Most of the people in the theater Thursday night came to witness the culmination of the three-way romance between Edward, Bella and werewolf Jacob Black. "We all know Edward and Bella are going to end up in Happy Little Vampireland," said Tiffany Tartaglione, 30, of Farmingdale, who had arrived at the multiplex at 11 a.m. and sat through a marathon screening of all four previous movies before seeing the finale.
But some came for the action. "Something about vampires and werewolves fighting, it's just interesting," said Jeffrey Avelar-Yanes, 15, of Copiague.
Moviegoers were uniformly impressed with Kristen Stewart's performance as Bella, saying this was her best effort yet.
As soon as the film ended, before the lights even came up, the theater was filled with the glow of smartphones whipped out as viewers posted their reactions on Facebook. "In fact that's what I'm going to do right now," said Tartaglione, joining in. "It was fantastic."
Marisa Simoncic, 20, a student at St.
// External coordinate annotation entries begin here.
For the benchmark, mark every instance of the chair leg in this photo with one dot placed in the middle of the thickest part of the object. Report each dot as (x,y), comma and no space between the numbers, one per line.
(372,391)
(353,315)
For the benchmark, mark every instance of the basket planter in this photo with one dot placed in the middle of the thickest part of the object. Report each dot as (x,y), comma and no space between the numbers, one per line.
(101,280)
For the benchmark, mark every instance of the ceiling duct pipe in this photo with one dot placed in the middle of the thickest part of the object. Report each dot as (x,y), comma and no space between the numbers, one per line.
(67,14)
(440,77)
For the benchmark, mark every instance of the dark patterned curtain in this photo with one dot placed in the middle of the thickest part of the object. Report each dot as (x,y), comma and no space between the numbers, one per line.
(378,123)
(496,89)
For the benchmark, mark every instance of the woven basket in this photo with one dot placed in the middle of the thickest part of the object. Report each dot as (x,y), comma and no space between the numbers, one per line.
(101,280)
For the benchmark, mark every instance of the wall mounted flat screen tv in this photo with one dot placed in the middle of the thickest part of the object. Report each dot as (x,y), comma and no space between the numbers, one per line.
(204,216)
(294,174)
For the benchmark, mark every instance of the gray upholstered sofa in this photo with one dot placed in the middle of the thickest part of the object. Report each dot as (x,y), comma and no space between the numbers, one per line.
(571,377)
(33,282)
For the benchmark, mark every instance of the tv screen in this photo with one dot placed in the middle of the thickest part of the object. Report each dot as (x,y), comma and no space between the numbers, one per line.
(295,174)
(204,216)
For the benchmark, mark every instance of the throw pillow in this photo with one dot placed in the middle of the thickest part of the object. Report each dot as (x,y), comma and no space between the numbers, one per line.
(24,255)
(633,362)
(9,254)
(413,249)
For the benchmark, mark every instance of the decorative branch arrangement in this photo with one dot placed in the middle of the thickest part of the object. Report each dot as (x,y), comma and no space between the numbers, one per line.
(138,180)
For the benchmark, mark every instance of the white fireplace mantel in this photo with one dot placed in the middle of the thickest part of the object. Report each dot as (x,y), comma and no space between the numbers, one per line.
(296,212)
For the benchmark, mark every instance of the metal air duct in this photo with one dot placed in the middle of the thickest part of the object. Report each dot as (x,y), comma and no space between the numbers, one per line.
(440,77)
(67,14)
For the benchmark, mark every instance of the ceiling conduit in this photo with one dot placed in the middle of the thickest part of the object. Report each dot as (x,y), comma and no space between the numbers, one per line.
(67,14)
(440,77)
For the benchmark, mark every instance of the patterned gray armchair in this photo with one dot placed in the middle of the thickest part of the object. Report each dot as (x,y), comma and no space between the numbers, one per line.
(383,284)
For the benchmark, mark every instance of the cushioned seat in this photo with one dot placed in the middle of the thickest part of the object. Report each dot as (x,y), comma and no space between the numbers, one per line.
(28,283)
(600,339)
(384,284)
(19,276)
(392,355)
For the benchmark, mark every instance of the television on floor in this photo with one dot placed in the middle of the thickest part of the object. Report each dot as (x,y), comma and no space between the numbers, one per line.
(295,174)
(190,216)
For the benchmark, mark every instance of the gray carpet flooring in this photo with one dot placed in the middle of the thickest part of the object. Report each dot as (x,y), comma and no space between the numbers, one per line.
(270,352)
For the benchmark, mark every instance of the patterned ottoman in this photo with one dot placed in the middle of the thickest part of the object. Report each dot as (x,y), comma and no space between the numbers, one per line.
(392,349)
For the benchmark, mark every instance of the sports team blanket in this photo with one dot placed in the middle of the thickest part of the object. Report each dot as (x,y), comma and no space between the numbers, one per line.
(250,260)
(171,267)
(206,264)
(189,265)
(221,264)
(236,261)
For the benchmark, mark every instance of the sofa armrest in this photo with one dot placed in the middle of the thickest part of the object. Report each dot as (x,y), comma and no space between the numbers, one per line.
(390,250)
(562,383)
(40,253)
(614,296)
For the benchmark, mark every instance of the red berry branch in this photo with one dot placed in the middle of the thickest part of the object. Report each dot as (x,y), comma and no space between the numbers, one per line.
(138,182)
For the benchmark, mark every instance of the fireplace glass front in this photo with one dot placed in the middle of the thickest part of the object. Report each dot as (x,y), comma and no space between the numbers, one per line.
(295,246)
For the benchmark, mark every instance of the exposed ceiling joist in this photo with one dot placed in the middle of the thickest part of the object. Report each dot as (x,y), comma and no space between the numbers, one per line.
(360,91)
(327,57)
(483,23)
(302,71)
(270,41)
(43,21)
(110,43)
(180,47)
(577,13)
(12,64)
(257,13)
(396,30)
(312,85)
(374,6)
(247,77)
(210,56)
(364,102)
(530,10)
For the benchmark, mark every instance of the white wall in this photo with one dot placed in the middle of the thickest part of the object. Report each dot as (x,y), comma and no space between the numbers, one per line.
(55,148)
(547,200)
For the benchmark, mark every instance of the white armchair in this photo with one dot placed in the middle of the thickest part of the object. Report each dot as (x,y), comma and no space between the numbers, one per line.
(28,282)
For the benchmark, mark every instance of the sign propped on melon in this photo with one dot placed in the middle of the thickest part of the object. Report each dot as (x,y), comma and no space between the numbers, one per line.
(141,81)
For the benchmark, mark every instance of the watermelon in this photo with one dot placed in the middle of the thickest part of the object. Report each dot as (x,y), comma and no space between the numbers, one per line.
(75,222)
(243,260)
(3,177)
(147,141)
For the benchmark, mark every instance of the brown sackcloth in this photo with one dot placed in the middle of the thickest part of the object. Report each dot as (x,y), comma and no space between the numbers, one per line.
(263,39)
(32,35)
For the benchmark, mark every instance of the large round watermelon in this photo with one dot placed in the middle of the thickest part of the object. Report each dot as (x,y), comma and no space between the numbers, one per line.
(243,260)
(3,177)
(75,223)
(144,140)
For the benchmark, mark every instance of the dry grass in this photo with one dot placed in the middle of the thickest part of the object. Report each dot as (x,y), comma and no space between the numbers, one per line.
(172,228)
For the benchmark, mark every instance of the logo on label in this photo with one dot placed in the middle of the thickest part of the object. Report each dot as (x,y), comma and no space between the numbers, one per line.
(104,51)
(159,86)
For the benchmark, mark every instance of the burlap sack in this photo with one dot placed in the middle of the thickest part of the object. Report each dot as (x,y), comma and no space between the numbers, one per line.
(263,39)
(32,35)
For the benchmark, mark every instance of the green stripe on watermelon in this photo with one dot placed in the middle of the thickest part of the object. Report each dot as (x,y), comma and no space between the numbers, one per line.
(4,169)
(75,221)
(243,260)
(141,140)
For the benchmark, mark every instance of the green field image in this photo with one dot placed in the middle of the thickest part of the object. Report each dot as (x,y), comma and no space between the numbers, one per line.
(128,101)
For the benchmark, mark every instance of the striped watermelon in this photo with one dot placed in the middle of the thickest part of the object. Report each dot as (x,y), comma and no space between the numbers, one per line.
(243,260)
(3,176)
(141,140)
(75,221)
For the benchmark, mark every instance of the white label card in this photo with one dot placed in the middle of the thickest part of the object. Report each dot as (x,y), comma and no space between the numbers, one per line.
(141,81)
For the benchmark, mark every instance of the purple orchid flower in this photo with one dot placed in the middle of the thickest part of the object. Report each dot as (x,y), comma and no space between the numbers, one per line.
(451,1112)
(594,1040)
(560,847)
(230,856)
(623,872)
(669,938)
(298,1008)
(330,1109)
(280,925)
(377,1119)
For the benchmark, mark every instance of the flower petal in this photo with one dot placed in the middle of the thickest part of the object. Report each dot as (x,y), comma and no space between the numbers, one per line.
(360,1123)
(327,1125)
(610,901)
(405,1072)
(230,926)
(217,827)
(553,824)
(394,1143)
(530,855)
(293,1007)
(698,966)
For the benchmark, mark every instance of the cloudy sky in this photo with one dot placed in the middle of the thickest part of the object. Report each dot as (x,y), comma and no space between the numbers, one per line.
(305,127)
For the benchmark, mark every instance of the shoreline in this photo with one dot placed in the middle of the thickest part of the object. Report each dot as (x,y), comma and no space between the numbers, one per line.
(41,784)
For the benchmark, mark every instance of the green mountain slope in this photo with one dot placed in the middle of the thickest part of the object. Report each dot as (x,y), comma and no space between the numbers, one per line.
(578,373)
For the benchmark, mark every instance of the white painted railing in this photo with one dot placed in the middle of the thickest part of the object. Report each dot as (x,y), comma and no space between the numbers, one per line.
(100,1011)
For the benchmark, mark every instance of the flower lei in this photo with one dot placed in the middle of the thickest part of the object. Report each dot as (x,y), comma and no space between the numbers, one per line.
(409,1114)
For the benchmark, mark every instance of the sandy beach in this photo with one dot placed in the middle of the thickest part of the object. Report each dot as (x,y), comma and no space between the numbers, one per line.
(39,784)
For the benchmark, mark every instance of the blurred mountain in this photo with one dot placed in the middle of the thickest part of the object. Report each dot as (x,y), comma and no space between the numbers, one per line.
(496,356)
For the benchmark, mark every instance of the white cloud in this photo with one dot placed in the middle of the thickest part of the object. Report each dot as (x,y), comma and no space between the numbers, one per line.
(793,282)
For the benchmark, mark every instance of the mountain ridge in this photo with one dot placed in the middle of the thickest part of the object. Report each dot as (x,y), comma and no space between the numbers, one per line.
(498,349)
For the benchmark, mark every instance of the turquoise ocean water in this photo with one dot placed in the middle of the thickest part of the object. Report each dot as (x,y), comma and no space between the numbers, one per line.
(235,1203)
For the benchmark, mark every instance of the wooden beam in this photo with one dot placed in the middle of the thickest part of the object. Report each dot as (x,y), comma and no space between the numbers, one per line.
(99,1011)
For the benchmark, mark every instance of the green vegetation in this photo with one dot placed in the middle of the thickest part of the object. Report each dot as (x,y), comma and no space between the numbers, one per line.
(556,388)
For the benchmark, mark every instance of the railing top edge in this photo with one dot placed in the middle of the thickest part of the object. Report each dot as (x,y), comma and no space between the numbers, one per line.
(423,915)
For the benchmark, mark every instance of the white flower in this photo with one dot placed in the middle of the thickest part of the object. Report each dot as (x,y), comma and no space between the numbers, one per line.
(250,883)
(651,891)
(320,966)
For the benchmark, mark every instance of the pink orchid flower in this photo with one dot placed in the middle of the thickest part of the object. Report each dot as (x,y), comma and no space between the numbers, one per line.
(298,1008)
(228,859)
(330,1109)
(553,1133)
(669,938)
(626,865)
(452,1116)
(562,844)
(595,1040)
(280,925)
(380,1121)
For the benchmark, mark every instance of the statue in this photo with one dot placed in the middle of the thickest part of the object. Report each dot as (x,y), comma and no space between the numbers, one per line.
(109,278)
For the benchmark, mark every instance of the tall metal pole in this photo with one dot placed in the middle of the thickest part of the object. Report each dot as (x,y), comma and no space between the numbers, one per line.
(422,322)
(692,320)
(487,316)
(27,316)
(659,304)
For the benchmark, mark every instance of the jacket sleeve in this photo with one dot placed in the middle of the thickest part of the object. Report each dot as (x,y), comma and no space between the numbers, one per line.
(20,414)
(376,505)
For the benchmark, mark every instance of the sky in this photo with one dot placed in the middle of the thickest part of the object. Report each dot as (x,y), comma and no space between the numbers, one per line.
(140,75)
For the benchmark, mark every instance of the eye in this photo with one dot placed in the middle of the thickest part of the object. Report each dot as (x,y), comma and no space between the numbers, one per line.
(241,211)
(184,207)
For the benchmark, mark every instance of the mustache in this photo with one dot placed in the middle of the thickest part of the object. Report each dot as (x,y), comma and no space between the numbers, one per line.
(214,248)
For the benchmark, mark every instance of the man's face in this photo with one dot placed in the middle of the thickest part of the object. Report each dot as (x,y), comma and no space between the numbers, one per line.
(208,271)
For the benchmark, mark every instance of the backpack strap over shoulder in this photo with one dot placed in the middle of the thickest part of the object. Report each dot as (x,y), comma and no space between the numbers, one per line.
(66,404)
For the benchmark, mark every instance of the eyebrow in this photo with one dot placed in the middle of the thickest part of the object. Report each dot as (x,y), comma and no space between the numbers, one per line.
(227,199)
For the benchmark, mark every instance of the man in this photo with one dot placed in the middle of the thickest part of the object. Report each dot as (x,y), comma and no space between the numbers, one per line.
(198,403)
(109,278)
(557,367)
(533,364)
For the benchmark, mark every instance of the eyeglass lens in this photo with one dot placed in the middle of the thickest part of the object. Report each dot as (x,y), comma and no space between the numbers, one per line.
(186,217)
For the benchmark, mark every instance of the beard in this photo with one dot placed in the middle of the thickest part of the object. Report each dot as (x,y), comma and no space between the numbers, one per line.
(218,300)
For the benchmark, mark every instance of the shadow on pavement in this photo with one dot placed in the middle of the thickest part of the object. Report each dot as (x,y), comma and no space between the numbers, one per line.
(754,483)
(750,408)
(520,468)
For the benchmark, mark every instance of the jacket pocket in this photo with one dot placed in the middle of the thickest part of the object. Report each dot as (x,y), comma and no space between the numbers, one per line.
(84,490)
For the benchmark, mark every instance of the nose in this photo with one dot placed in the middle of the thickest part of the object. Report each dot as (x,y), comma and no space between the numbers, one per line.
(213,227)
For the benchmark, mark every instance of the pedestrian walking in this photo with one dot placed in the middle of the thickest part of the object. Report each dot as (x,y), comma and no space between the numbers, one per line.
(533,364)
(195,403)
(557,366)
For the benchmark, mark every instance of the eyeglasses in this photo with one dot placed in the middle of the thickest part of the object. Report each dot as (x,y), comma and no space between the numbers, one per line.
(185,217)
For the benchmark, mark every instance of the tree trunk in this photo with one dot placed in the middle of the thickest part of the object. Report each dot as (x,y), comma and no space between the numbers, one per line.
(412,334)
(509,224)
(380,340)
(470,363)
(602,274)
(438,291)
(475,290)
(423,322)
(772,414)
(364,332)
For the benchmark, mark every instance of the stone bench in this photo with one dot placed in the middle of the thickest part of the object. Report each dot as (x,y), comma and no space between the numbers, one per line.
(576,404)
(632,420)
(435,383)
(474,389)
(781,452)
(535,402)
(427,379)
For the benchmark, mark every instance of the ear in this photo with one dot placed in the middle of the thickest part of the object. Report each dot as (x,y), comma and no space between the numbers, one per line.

Joseph's College in Patchogue, mourned the fact that the series had come to an end, saying she would miss Edward Cullen. "I love him," she said simply, as she sat with an $8.25 bucket of popcorn in a commemorative "Breaking Dawn" container with the actors' photos on it.
What will she do now that the object of her obsession won't be around to adore anymore?
"I'll watch 'The Hunger Games,'" she said. "I really like Peeta."